Washington Post "Right Turn" columnist and vociferous Donald Trump critic Jennifer Rubin touted Hogan's "vision of governance based on bipartisanship, fiscal sanity, civility and common sense." The ex-libertarian Niskanen Center last week had Hogan kick off a press-generating conference titled "Starting Over: The Center-Right After Trump," with Center President Jerry Taylor telling Maryland Matters, "If you're looking for a path that's not Trumpist…but also politically compelling, it's there." Weekly Standard co-founder Bill Kristol, a panelist from the Niskanen conference who is loudly searching for a GOP primary challenger to Trump, says he'd "be happy to have him in the mix," telling Rubin that "Larry Hogan's an impressive man with a fine record."

So what is that record as it pertains to national politics, and how does it contrast with that of President Trump?

Hogan, who supported Chris Christie for president in 2015, is out there co-writing bipartisan Washington Post pieces extolling the virtues of the Paris climate agreement ("For the sake of our future and the future of our children, it is time to put aside partisan interest and get to work"). He talks of fiscal responsibility and keeping a lid on taxes. He is a critic of Trump's family-separation policy and talks like a comprehensive immigration reformer, though he has also bashed sanctuary policies and balked at Syrian refugees.

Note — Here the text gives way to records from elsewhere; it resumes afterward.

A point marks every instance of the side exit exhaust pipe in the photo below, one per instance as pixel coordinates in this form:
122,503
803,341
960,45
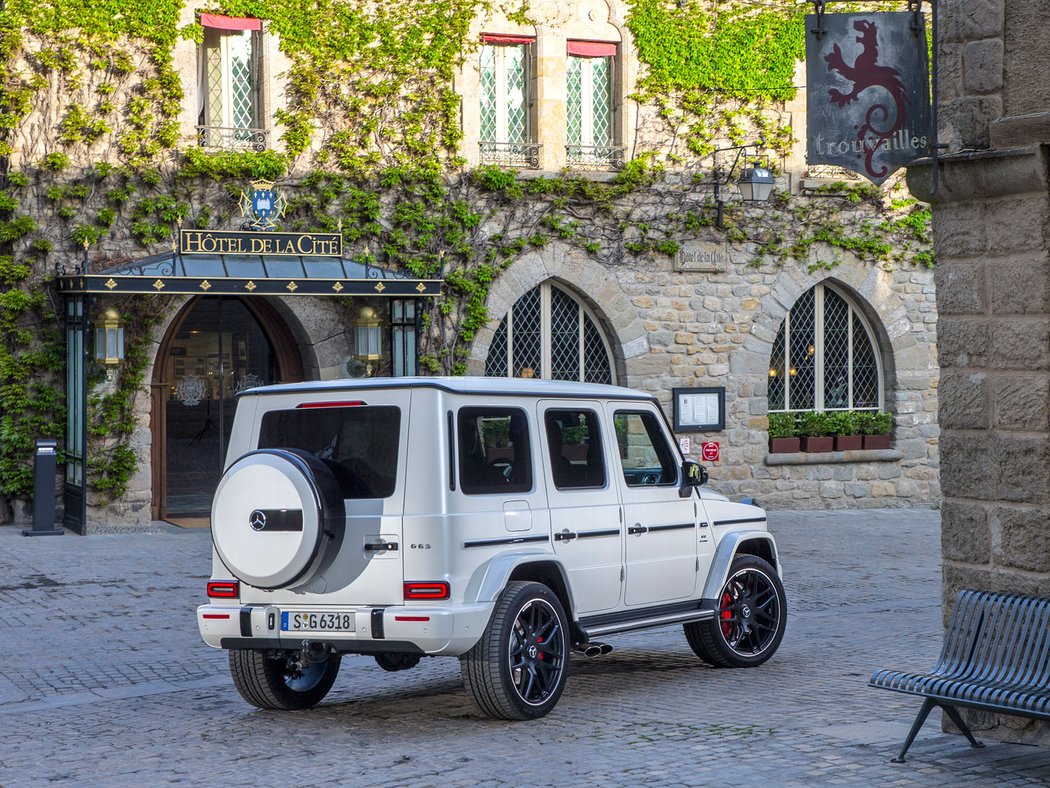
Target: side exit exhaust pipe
592,649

Like many governors of blue states, Hogan has signed gun control laws, opposed repealing Obamacare, increased child-care subsidies, and offered corporate welfare to Amazon. He is currently in a spot of political controversy over proposing to pay for infrastructure improvements to lure the Washington Redskins to Prince George's County. He's also an active opponent of partisan gerrymandering.

In his Niskanen speech, Hogan began by praising the late George H.W. Bush; went on to talk about the courage of his congressman father Larry Hogan, Sr., in voting to impeach President Richard Nixon; and made a lot of noise about civility and tone. "Compromise and moderation should not be considered dirty words," he said. "I believe it's only when the partisan shouting stops that we can truly hear each other's voices and concerns."

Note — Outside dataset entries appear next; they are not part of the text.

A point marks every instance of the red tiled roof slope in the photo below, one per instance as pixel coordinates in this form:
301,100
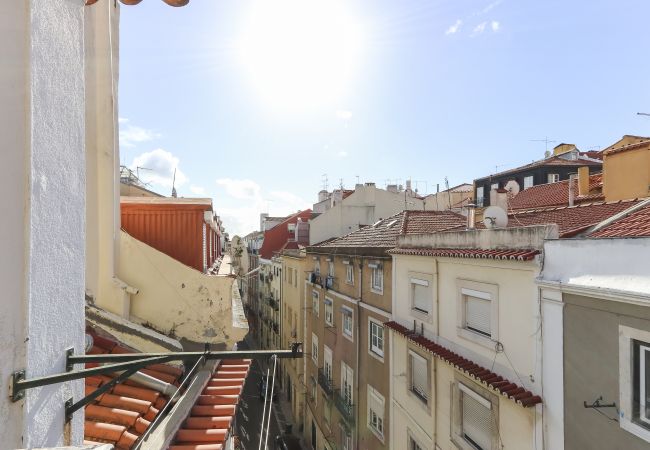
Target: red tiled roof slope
209,423
477,253
384,233
478,373
554,194
122,414
636,224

Given the Hogan enthusiasm—particularly of Kristol, a committed interventionist who has a track record of finding and backing politicians with blank slates on foreign policy—what do we know of the governor's beliefs about the exercise of American power? Well, here's the relevant On the Issues assessment: "No issue stance yet recorded by OnTheIssues.org."

Hogan, to say the least, is not exactly a household name outside of Maryland, so it's hard to imagine Hoganmentum eclipsing even the sorry presidential results of his statehouse predecessor, Martin O'Malley. But he and other GOP trial ballooners may provide an early test case: Will the anti-Trump rump of the Republican Party ever confront its own foreign policy blunders and the backlash they created, or will the new center-right repeat the same interventionist mistakes of the old?